Giova infine sottolineare che indicazioni chiare in materia esistevano già prima di questa consultazione. Oltre al già citato quadro normativo europeo e alle linee guida nazionali del 2021, l’Autorità stessa – nelle proprie comunicazioni istituzionali dal 2022 in poi – ha più volte ribadito il principio del consenso libero e informato, stigmatizzando pratiche che configurano di fatto un “ricatto privacy”. Anche a livello europeo, la linea non è cambiata: recentemente la Commissione UE (23 aprile 2025) ha sanzionato Meta con 200 milioni di euro per violazione del Digital Markets Act, ordinandole di modificare il modello “paga o acconsenti” adottato su Facebook e Instagram.

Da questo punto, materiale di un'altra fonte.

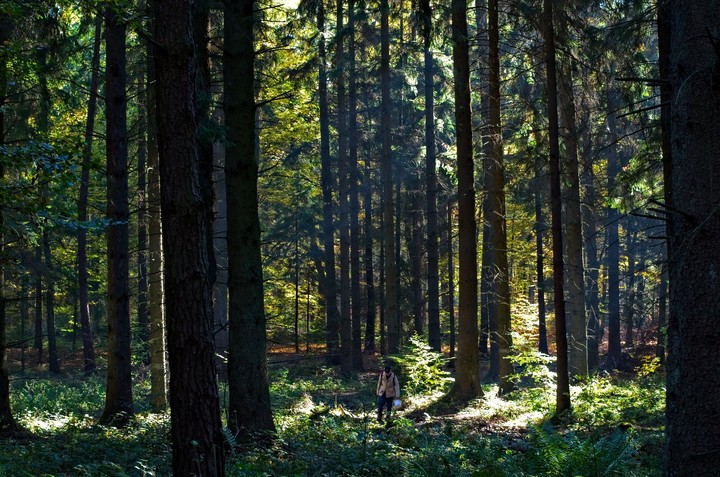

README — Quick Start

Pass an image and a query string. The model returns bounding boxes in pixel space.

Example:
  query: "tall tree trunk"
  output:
[421,20,442,352]
[147,0,168,412]
[77,13,103,375]
[581,113,601,371]
[155,0,225,476]
[533,102,549,354]
[605,77,621,369]
[475,0,492,360]
[664,0,720,476]
[543,0,570,414]
[380,0,400,354]
[483,0,515,394]
[446,197,456,358]
[348,0,363,371]
[37,47,60,373]
[451,0,483,400]
[33,247,43,365]
[192,0,217,315]
[43,229,60,374]
[408,168,425,336]
[335,0,353,375]
[317,2,340,365]
[137,54,150,364]
[0,15,17,432]
[363,158,377,354]
[655,263,668,365]
[557,15,588,376]
[223,0,275,439]
[101,7,133,424]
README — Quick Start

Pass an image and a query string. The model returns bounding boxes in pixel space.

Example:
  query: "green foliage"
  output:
[394,335,452,394]
[0,362,664,477]
[526,425,634,477]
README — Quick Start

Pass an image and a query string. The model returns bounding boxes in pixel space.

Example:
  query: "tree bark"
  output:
[0,15,17,432]
[483,0,515,395]
[155,0,225,476]
[451,0,483,400]
[605,81,621,369]
[223,0,275,439]
[317,2,340,365]
[147,0,168,412]
[557,9,588,377]
[543,0,570,414]
[380,0,400,354]
[101,7,133,424]
[77,13,103,375]
[664,0,720,476]
[348,0,363,371]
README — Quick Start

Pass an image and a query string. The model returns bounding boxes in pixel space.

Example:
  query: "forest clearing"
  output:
[0,0,720,477]
[0,334,664,477]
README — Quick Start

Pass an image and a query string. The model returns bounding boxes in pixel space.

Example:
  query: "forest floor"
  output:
[0,349,664,477]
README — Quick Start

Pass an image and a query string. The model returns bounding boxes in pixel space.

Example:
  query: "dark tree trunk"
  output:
[77,13,103,374]
[0,16,17,432]
[363,158,377,354]
[317,2,340,365]
[380,0,400,354]
[451,0,483,400]
[581,109,601,371]
[101,8,133,424]
[155,0,225,476]
[543,0,570,414]
[348,0,363,371]
[43,229,60,374]
[533,103,549,354]
[484,0,514,394]
[137,52,150,365]
[664,0,720,470]
[335,0,353,376]
[605,79,621,369]
[147,0,168,412]
[223,0,275,439]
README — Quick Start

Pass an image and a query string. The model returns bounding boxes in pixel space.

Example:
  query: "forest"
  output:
[0,0,720,477]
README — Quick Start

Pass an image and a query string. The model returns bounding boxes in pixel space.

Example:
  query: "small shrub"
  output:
[395,335,452,394]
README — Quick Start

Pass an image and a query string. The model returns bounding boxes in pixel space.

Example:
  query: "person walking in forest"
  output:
[377,364,400,424]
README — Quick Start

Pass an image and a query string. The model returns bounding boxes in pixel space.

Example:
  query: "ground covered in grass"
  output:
[0,352,664,477]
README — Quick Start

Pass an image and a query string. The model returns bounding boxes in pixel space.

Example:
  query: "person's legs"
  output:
[378,394,389,423]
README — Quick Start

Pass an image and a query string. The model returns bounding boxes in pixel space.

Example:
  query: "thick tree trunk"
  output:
[363,158,377,354]
[665,0,720,476]
[155,0,225,476]
[317,2,340,365]
[605,82,621,369]
[543,0,570,414]
[147,0,168,412]
[101,8,133,423]
[43,229,60,374]
[223,0,275,439]
[380,0,400,354]
[483,0,514,394]
[0,16,17,432]
[348,0,363,371]
[558,21,588,377]
[335,0,353,375]
[451,0,483,400]
[77,13,103,374]
[137,60,150,364]
[581,109,601,371]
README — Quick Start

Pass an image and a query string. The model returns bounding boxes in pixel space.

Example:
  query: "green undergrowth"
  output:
[0,356,664,477]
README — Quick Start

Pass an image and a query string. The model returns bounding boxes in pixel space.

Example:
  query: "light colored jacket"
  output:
[377,371,400,398]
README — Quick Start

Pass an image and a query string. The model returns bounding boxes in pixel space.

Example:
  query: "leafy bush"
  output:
[394,335,452,394]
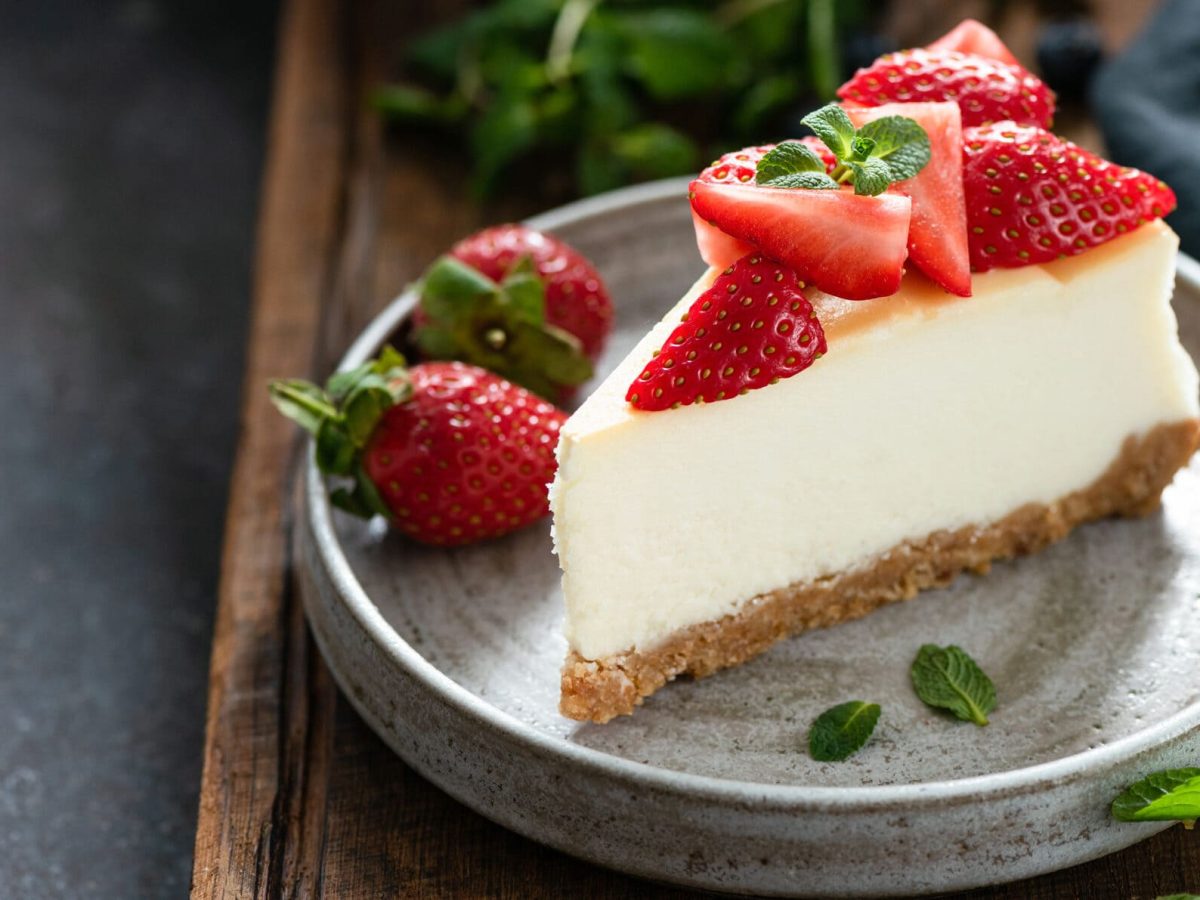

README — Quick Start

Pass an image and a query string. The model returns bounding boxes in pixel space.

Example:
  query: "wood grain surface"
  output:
[192,0,1200,900]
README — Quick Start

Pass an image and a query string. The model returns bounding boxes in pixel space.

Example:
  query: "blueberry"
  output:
[1037,19,1104,101]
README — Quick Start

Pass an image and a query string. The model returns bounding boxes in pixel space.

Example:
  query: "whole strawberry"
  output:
[962,122,1175,271]
[413,224,612,401]
[838,49,1055,127]
[625,253,826,410]
[270,348,566,546]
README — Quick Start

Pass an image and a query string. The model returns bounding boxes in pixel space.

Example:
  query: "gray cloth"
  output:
[1091,0,1200,257]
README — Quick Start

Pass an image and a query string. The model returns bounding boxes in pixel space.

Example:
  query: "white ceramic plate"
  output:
[297,181,1200,896]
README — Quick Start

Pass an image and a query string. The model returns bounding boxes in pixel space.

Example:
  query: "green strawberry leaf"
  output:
[316,419,359,475]
[268,379,338,434]
[846,156,892,197]
[1112,768,1200,822]
[911,643,996,725]
[858,115,930,181]
[498,266,546,325]
[800,103,856,158]
[420,256,498,319]
[809,700,880,762]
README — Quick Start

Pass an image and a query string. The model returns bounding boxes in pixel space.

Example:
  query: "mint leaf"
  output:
[846,156,892,197]
[800,103,856,160]
[809,700,880,762]
[755,140,826,185]
[757,172,839,191]
[911,643,996,725]
[858,115,930,181]
[1112,768,1200,823]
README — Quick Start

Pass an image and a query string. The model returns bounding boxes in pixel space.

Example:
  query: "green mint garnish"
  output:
[1112,768,1200,828]
[809,700,880,762]
[912,643,996,725]
[755,103,929,197]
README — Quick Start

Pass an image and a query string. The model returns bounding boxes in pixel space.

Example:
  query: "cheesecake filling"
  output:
[551,222,1200,660]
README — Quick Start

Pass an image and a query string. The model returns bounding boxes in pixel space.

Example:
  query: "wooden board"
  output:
[192,0,1200,900]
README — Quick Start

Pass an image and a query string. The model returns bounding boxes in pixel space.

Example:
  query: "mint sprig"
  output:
[1112,768,1200,828]
[911,643,996,725]
[755,103,930,197]
[809,700,880,762]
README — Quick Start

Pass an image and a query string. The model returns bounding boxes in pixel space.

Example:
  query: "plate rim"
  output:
[305,178,1200,814]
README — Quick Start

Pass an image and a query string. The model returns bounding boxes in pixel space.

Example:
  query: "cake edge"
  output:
[559,419,1200,724]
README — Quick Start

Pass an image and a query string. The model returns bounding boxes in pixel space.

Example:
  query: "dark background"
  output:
[0,0,275,899]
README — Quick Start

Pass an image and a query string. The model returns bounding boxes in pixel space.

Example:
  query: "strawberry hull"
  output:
[690,180,912,300]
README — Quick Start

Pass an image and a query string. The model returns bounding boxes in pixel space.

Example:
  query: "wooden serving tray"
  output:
[192,0,1200,899]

È un intervento che conferma, seppur in altra sede normativa, quanto già affermato dall’EDPB sul piano del GDPR: costringere gli utenti a scegliere tra profilazione e pagamento non è ritenuto lecito. In definitiva, questa consultazione pubblica appare non solo tardiva ma superflua, perché rischia di rimettere in discussione principi già ampiamente delineati dalla normativa e dalle autorità, creando confusione interpretativa anziché chiarire l’applicazione delle regole esistenti.

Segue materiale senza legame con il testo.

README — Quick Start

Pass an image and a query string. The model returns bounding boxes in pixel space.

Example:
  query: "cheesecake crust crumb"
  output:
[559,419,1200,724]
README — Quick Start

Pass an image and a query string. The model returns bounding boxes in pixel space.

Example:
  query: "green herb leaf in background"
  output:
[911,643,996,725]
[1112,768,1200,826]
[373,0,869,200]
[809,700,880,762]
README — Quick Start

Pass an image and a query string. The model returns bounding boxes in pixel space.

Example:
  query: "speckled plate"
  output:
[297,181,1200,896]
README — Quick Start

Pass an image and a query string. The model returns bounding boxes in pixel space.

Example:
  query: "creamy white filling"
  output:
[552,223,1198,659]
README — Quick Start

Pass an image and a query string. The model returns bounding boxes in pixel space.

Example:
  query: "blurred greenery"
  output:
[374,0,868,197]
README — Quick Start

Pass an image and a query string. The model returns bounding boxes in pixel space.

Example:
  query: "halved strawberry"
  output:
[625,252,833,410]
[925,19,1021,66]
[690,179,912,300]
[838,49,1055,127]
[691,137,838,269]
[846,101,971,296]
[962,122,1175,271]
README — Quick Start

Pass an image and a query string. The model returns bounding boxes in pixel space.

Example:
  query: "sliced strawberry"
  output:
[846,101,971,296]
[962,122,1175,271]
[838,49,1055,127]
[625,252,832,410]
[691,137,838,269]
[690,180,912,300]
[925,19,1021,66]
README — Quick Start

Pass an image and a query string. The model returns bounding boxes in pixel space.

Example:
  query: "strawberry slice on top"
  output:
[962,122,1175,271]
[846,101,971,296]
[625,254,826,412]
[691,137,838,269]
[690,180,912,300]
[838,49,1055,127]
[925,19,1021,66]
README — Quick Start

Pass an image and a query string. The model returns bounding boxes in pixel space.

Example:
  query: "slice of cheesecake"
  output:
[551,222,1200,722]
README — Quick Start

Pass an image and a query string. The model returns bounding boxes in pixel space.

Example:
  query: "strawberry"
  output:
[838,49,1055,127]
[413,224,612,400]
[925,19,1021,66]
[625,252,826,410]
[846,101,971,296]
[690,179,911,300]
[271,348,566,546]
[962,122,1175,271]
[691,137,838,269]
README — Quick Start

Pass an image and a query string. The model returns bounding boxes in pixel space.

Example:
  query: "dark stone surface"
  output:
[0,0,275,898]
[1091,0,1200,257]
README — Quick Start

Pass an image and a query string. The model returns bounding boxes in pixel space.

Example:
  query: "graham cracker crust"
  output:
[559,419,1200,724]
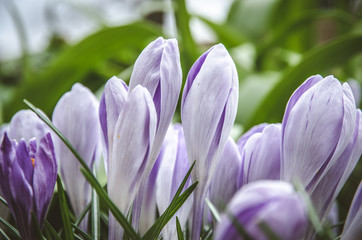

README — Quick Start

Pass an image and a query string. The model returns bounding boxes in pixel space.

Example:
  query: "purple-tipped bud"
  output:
[281,75,356,192]
[209,137,241,211]
[238,124,281,185]
[129,37,182,172]
[214,180,308,240]
[341,182,362,240]
[53,83,101,229]
[181,44,239,240]
[0,133,57,239]
[108,86,157,239]
[99,77,128,171]
[156,125,192,239]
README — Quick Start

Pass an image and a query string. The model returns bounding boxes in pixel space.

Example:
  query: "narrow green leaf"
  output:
[92,164,101,240]
[30,211,45,240]
[142,161,198,240]
[0,217,21,239]
[205,198,220,222]
[57,175,74,240]
[80,168,140,239]
[44,220,62,240]
[226,212,253,240]
[72,224,93,240]
[0,228,11,240]
[245,35,362,129]
[74,203,91,226]
[176,217,184,240]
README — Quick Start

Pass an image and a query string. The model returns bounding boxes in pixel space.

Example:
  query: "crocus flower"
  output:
[108,86,157,239]
[129,37,182,175]
[181,44,239,240]
[156,125,192,239]
[53,83,101,229]
[214,180,308,240]
[238,124,281,184]
[0,133,57,239]
[281,75,356,192]
[209,137,241,211]
[99,77,128,171]
[341,182,362,240]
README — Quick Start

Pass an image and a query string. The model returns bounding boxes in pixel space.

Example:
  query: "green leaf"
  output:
[4,22,162,120]
[176,217,184,240]
[80,168,140,239]
[24,99,140,239]
[205,198,220,222]
[57,175,74,240]
[0,217,21,239]
[142,161,198,240]
[72,224,93,240]
[92,164,101,240]
[245,35,362,129]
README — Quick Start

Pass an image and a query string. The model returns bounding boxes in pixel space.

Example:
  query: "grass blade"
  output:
[81,169,140,239]
[57,175,74,240]
[142,161,198,240]
[0,217,21,239]
[176,217,184,240]
[24,99,140,239]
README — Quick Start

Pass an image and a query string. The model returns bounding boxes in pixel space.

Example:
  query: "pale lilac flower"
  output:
[129,37,182,171]
[281,75,359,192]
[53,83,101,229]
[209,137,241,211]
[156,125,193,239]
[108,86,157,239]
[238,124,281,185]
[341,182,362,240]
[99,77,128,171]
[214,180,308,240]
[181,44,239,240]
[0,133,57,239]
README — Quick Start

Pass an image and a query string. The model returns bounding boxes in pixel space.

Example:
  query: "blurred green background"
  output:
[0,0,362,225]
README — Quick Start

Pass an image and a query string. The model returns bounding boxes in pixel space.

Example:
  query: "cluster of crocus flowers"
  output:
[0,38,362,240]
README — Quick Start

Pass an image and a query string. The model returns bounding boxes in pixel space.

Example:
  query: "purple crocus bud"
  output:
[8,109,50,142]
[281,75,356,192]
[0,133,57,239]
[53,83,101,229]
[99,77,128,171]
[156,125,193,239]
[214,180,308,240]
[209,137,241,211]
[239,124,281,185]
[129,37,182,172]
[341,182,362,240]
[108,86,157,239]
[181,44,239,240]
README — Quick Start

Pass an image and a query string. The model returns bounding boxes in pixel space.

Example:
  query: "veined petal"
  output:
[33,133,58,226]
[341,182,362,240]
[53,83,101,217]
[99,77,128,167]
[282,76,355,189]
[9,109,50,142]
[242,124,281,184]
[130,37,182,171]
[108,86,157,213]
[209,137,241,210]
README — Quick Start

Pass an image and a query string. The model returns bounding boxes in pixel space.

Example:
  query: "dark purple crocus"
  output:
[214,180,308,240]
[0,133,57,239]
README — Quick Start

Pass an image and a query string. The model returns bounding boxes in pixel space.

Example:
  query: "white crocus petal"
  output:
[108,86,157,239]
[52,84,101,228]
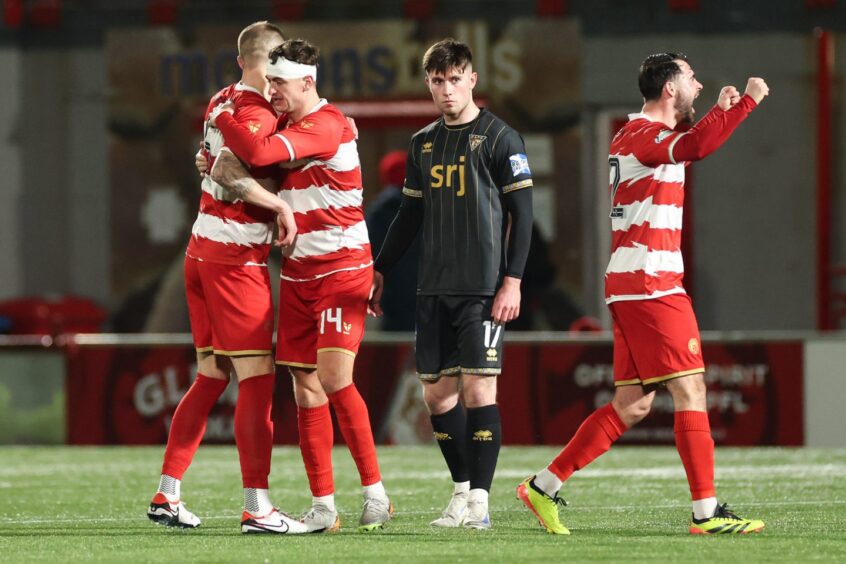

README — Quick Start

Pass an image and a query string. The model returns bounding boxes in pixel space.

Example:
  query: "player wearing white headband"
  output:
[213,39,393,531]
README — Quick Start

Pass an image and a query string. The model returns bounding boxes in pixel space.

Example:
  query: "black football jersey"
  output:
[403,109,532,296]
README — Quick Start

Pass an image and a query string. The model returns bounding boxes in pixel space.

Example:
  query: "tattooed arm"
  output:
[211,150,297,247]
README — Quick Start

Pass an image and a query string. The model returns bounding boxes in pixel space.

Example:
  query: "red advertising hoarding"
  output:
[67,341,804,445]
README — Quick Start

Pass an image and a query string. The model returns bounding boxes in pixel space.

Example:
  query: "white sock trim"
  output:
[157,474,182,501]
[244,488,274,517]
[364,480,388,499]
[467,488,488,503]
[311,493,335,511]
[535,467,564,497]
[693,497,717,519]
[452,481,470,494]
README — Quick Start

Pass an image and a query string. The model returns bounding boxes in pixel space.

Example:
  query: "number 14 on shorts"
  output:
[320,307,352,335]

2. Il modello “Pay or OK” è incompatibile con il consenso libero (GDPR)
Passando al merito, ribadiamo in modo netto che il modello “Pay or OK”, non è compatibile con i requisiti posti dal GDPR in tema di consenso al trattamento dei dati personali. Questa posizione è stata espressa chiaramente anche in sede europea: ad esempio, il Comitato Europeo per la Protezione dei Dati ha affermato che, nella maggior parte dei casi, modelli che obbligano l’interessato a scegliere tra acconsentire ai propri dati o pagare un corrispettivo non potranno mai ritenersi conformi ai requisiti del consenso valido.
Come ha sintetizzato la Presidente dell’EDPB, “le piattaforme online dovrebbero dare agli utenti una scelta reale quando impiegano modelli ‘consent or pay’. I modelli odierni richiedono generalmente agli individui di o dare via tutti i propri dati o pagare. Di conseguenza la maggior parte degli utenti acconsente al trattamento pur di utilizzare il servizio, e non ne comprende appieno le implicazioni”.
In altre parole, la scelta tra pagare in denaro oppure cedere i propri dati personali non può definirsi libera, poiché sfrutta a proprio vantaggio la percezione distorta del “costo” da parte dell’utente: prevedibilmente, l’utente tenderà a scegliere l’opzione che appare economicamente meno onerosa (il consenso ai dati in cambio dell’accesso gratuito), senza rendersi conto del reale valore ceduto né delle conseguenze a lungo termine di tale decisione. Si configura così un condizionamento indebito della volontà, incompatibile con l’idea di consenso volontario.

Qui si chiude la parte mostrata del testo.